The last acronym is a recent addition to the list. This month, Gardner-Campbell premiered Perspectives in Portraiture, an online gallery and ongoing pop-up artist talk and exhibition every second Thursday of the month. The series focuses on the visual work of Seattle-based artists of the African diaspora. The first installment, the photo series Royaltee by Kamari Bright, is viewable online.
“My name has, like me, seen so many evolutions,” Gardner-Campbell says. In a former life she was a prosecutor. Back then, some seven years ago, she didn’t know she could paint. All she knew was that during her last rotation, when she was placed to work in King County’s Juvenile Court system, she kept needing to recuse herself.
“Time and time again the youth were from my neighborhood,” she explains. “Maybe they attended my high school, or their parents did, but it was always something. I started wondering: Why are so many of these youths of my community coming through these doors? I sat right at the gate of the school-to-prison pipeline.”
She was overrun by disappointment in a broken system that targeted Black and brown youth. The challenges she witnessed in the courtroom demanded a creative counterweight. “I didn’t realize that art could be a part of that back then,” she says. When she finally took to painting, as part of a self-imposed “31 days of art” regimen, she found she was not only good at it, but that others thought so too. “All of a sudden, my life was art. I’d never felt more alive. I’d always thought being an attorney was my life.

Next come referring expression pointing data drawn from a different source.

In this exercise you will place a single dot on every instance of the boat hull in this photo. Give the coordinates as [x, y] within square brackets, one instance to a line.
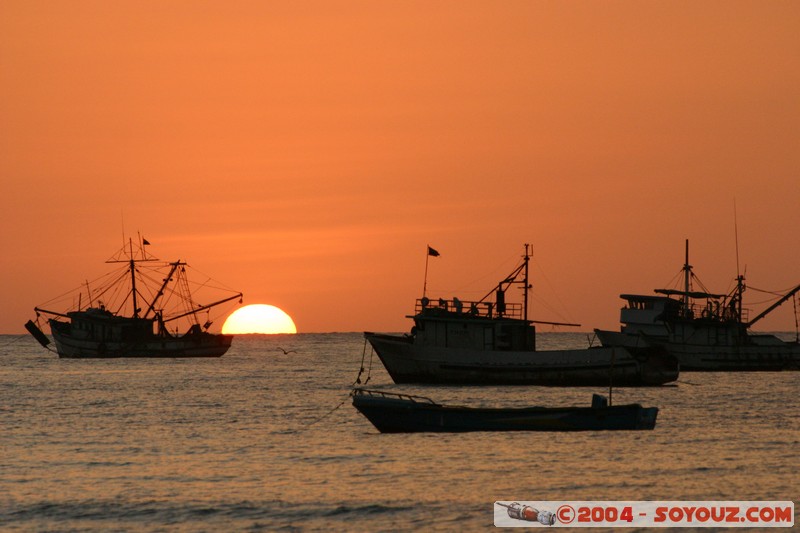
[759, 353]
[200, 344]
[408, 362]
[399, 415]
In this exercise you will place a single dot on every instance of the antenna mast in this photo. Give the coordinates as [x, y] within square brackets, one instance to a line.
[526, 286]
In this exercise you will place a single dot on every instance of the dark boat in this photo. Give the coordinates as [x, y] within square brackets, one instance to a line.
[130, 313]
[491, 341]
[704, 331]
[403, 413]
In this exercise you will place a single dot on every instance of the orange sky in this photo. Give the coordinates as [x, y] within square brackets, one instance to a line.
[306, 152]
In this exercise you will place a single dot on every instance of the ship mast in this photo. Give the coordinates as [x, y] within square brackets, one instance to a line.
[526, 285]
[687, 274]
[133, 282]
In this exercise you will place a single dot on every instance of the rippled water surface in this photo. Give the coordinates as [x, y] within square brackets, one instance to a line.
[254, 441]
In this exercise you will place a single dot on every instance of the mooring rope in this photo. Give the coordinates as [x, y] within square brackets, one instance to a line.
[349, 394]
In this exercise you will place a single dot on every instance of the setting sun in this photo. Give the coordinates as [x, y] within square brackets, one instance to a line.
[259, 318]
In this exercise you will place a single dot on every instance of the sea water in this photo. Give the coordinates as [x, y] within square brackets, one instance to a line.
[259, 440]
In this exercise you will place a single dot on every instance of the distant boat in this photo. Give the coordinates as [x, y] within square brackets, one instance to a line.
[149, 296]
[493, 342]
[402, 413]
[706, 332]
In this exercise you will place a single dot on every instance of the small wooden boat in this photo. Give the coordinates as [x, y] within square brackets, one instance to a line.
[403, 413]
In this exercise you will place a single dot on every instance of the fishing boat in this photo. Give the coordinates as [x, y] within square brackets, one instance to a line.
[137, 310]
[492, 341]
[402, 413]
[705, 331]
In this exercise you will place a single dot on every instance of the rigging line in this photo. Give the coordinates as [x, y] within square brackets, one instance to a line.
[774, 293]
[564, 308]
[323, 417]
[502, 267]
[80, 288]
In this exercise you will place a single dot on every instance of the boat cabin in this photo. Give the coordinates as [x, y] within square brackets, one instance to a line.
[99, 324]
[491, 326]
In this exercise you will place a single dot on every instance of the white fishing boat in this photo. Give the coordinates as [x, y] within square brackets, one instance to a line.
[705, 331]
[133, 312]
[491, 341]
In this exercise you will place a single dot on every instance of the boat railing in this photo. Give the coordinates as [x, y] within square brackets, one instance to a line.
[383, 394]
[468, 308]
[716, 312]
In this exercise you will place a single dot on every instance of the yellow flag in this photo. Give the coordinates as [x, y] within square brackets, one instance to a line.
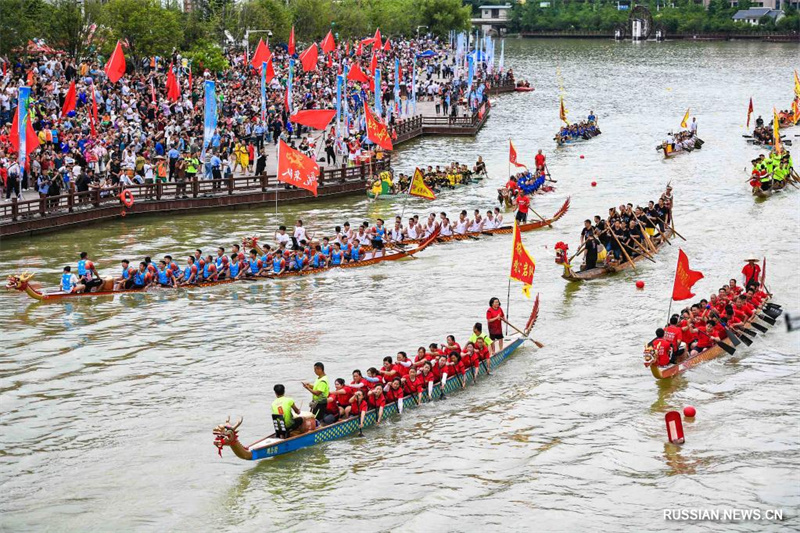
[776, 133]
[418, 187]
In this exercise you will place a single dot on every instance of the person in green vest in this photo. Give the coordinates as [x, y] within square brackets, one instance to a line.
[284, 406]
[319, 391]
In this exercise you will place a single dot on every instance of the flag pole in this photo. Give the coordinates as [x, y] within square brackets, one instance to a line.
[277, 177]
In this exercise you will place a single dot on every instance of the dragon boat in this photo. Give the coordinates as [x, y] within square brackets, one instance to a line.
[272, 446]
[22, 282]
[687, 361]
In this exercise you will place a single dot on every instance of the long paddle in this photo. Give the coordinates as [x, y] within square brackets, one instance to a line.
[515, 328]
[628, 257]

But art helped me figure out my identity”
That’s why she launched TEENERGY, a social justice art program that teaches teens to use their creative voice for social change, which she runs part-time in combination with her artistic and curatorial activities. It’s also why, in 2014, she started an exhibition platform to feature up-and-coming Black artists. A lack of funds caused it to fizzle out, but she never let go of her original dream.
That dream appears unscathed in Perspectives in Portraiture, which creates a space for art from emerging Black artists. Knowing that her artist friends had no gallery representation, and reading a study that found that only 8.5 percent of artists represented by New York galleries were Black despite making up 16 percent of the population, further fueled her desire to create a gallery herself. With funding from Office of Arts & Culture and the World Domination Summit Foundation and support from co-working conglomerate WeWork, who allows her to use part of their downtown Seattle offices, Gardner-Campbell was able to curate a year-long series of monthly shows.
Seattle artist Barry Johnson will perform in the space during his one-day pop-up solo show next month (full disclosure: Johnson is digital lead at City Arts Magazine). The slots for the next 10 months are filled with local luminaries such as Jazz Brown, Jessica Rycheal, Aramis Hamer and Ari Glass, and the roster for 2019 is already filling up.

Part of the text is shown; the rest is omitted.